Newtype wrappers and `impl Deref`

Say I've got the following code

  • From a library
struct OtherParent(..);
struct OtherChild(..);

impl Deref for OtherParent {
    type Target = OtherChild;

    // ...
}
  • and then in my own code
#[repr(transparent)]
struct Parent(OtherParent);

#[repr(transparent)]
struct Child(OtherChild);

impl Deref for Parent {
    type Target = Child;

    fn deref(&self) -> &Self::Target {
        unsafe { mem::transmute::<&OtherChild, &Child>(&*self.0) }
    }
}

So I'm derefing to OtherChild and then just reinterpreting that as Child since their representation is the same? Is this correct? Is there a better way of achieving what I'm trying to achieve (shadowing the Deref with my newtypes)?

transmute is often a footgun, and pointers can be cast using the as operator.

Other than that it seems fine.

1 Like

I put the types I'm expecting into the transmute, to make sure it's doing exactly what I'm expecting.

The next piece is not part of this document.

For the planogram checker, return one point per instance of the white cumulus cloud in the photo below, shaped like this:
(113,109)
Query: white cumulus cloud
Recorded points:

How would this look using as?

fn deref(&self) -> &Self::Target {
   unsafe { &*(&*self.0 as *const OtherChild as *const _) }
}

What’s the reason for wanting to do Deref “shadowing”? Are you trying to hide the lib types from your users? Why use Deref on your end rather than normal methods that return Child that internally borrows OtherChild?

For now, I'm just mirroring the structure of the library, while hiding the inner types.